What came after the Internet searches, he said, he could only recall in flashes.

"I can see myself dead, I am dead," Turcotte testified. "And I don't want my children to find me dead. I say to myself, 'I'm going to take them with me."'

In one mental snapshot, he recalls attacking his son.

"I have a knife in my hands, I stabbed him and Olivier told me 'Nooo!'," said a sobbing Turcotte.

"He struggles and I realize I'm hurting him. I panicked and stabbed him some more."

In another memory, Turcotte was standing in Anne-Sophie's room with a knife as she lay sleeping and "the same thing happened."

In yet another recall, he sees Olivier, who did not immediately die, coughing up blood after the attack.

During a break, Gaston left the courtroom in tears upon hearing the grisly details.

Realizing what he'd done after the stabbings, Turcotte looked to plunge the knife into his own chest. It's something he'd stopped himself from doing earlier.

"I hurt my children and I want to stab myself, but I can't find the knife," Turcotte said.

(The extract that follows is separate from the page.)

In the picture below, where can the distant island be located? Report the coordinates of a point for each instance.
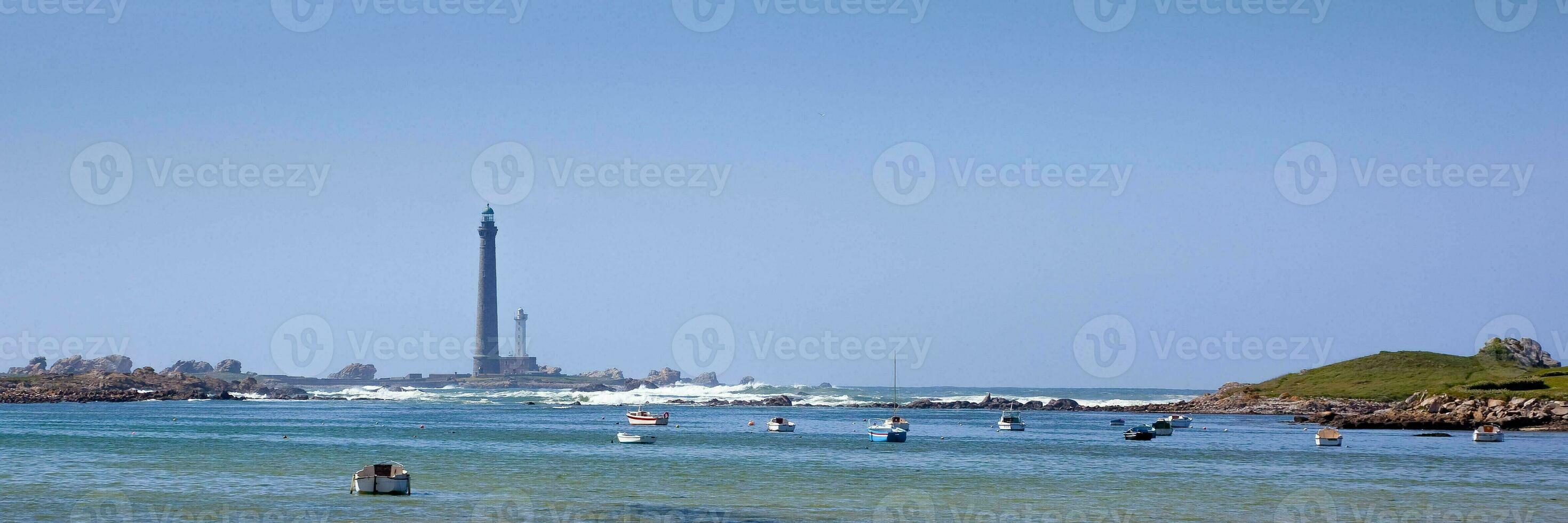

At some point, Turcotte vomited and fell asleep. He woke up in the morning when police officers began shouting and searching in the rented house.

"The only thing I'm thinking is 'I'm not dead'," Turcotte said. Then he hid under the bed hoping no one would find him.

Turcotte said he can't remember most of the interactions he may have had with most people after that, including police, ambulance technicians and nurses. He remembers waking up at a Montreal hospital.

Turcotte addressed Gaston and her family as well as the children's babysitters on Thursday. He said it all happened under distress and he doesn't understand why the slayings happened.

"I know I could never apologize for what happened," he said. "Just to know the pain and suffering this whole story has caused, I can't accept it."

Turcotte has admitted to causing the deaths of the children, but has denied intent or premeditation.

The defence says the first-degree murder case revolves around Turcotte's state of mind at the time of the killings -- and not around whether he performed the act.

The day was marked not only by the gripping testimony, but also by the expulsion of a juror.

The case will continue with 11 jurors because, according to all remaining members, one of their colleagues had exhibited a clear bias in the case. Details of the discussion cannot be reported because they are under a publication ban.

The Crown will begin its cross-examination of Turcotte on Friday.